The mere fact that Barnes's comments about Blevins related to the fact that Blevins was pursuing litigation against Barnes is not sufficient to elevate his comments to those absolutely privileged because of their relation to a judicial proceeding. Certainly, Barnes's comments about Blevins's alleged “bleeding” of information about his finances and about Blevins's alleged conspiracy with Ms. Parks are not relevant or material to the litigation. Instead, they are simply comments that attack the integrity of Blevins both as a person and in his profession.

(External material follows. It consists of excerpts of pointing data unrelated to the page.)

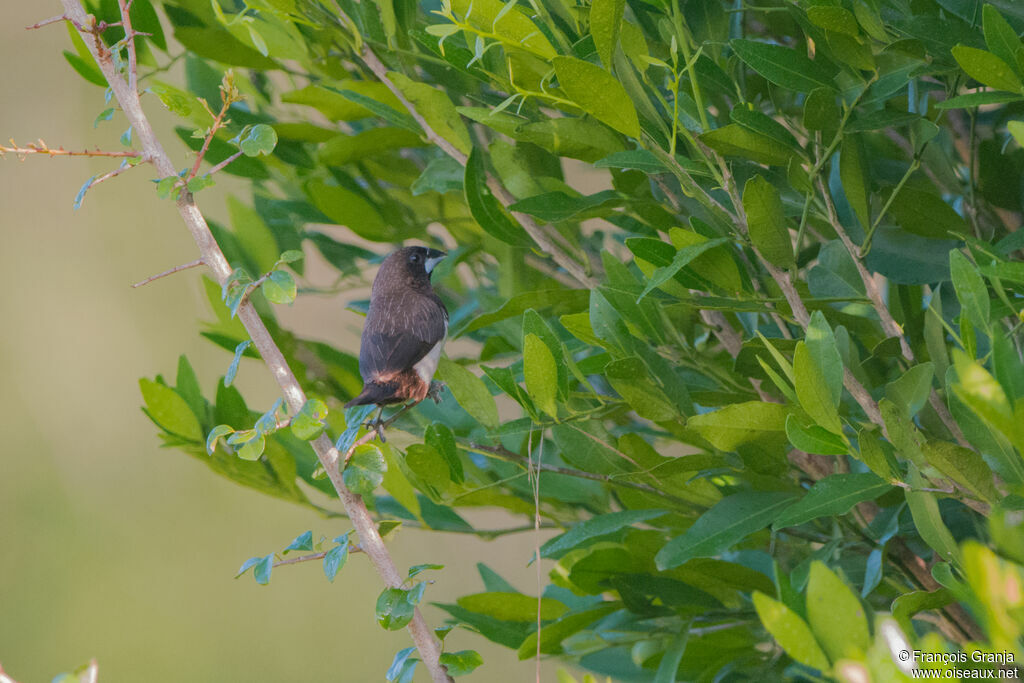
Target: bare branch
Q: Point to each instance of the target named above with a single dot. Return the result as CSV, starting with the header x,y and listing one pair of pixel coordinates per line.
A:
x,y
40,147
170,271
370,539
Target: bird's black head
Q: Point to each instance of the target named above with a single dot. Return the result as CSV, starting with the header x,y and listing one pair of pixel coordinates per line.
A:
x,y
410,266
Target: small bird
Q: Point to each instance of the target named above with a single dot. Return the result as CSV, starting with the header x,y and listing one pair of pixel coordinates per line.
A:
x,y
404,332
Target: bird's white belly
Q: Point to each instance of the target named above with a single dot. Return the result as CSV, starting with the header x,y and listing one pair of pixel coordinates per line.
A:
x,y
428,365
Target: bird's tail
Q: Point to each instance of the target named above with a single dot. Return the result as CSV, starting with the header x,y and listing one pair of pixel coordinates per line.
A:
x,y
380,393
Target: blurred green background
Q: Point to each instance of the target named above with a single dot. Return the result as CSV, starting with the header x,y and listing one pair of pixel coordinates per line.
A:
x,y
110,546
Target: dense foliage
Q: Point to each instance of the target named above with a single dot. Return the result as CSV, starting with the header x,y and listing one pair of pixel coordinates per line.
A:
x,y
770,371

Therefore, as to Blevins's defamation claim based upon the letter to the attorney general's office the summary judgment is reversed. The cause is remanded for further proceedings on that claim.
AFFIRMED IN PART; REVERSED IN PART; AND REMANDED.
I concur in that part of the main opinion affirming the trial court's judgment. I dissent from that part of the opinion reversing the trial court's judgment. I would have affirmed the judgment of the trial court on all counts.
ROBERTSON, P.J., and YATES, J., concur in the result. MONROE and THOMPSON, JJ., concur in part and dissent in part.